53

Lately, we've become aware of a TCP connection issue that is mostly limited to mac and Linux users who browse our websites.

From the user perspective, it presents itself as a really long connection time to our websites (>11 seconds).

We've managed to track down the technical signature of this problem, but can't figure out why it is happening or how to fix it.

Basically, what is happening is that the client's machine is sending the SYN packet to establish the TCP connection and the web server receives it, but does not respond with the SYN/ACK packet.
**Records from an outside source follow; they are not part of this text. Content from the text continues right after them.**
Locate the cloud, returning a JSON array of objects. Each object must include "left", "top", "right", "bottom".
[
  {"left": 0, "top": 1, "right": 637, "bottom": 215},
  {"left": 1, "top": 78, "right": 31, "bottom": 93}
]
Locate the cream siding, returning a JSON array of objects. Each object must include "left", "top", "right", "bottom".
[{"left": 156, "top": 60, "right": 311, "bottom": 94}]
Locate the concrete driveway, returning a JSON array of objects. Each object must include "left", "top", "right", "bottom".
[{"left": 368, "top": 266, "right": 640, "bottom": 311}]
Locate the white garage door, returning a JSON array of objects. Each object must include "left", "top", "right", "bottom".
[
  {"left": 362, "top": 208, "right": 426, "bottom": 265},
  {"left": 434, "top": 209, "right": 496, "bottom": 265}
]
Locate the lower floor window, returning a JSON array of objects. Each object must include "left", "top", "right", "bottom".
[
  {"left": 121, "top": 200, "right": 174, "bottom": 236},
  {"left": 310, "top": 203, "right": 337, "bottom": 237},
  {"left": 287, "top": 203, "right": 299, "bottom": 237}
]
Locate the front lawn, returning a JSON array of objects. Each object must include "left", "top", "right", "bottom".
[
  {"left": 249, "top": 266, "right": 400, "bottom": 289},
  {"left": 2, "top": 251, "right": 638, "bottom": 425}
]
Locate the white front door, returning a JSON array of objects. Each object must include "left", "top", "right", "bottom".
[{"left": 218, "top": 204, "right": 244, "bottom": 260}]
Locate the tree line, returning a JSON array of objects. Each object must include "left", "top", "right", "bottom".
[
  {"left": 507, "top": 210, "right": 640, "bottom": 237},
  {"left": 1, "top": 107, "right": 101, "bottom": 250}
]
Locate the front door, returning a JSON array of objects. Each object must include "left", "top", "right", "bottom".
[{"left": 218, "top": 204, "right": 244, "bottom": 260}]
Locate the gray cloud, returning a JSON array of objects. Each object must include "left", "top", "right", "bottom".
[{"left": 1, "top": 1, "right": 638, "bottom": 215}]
After the client has sent many SYN packets, the server finally responds with a SYN/ACK packet and everything is fine for the remainder of the connection.

And, of course, the kicker to the problem: it is intermittent and does not happen all the time (though it does happen between 10-30% of the time)

We are using Fedora 12 Linux as the OS and Nginx as the web server.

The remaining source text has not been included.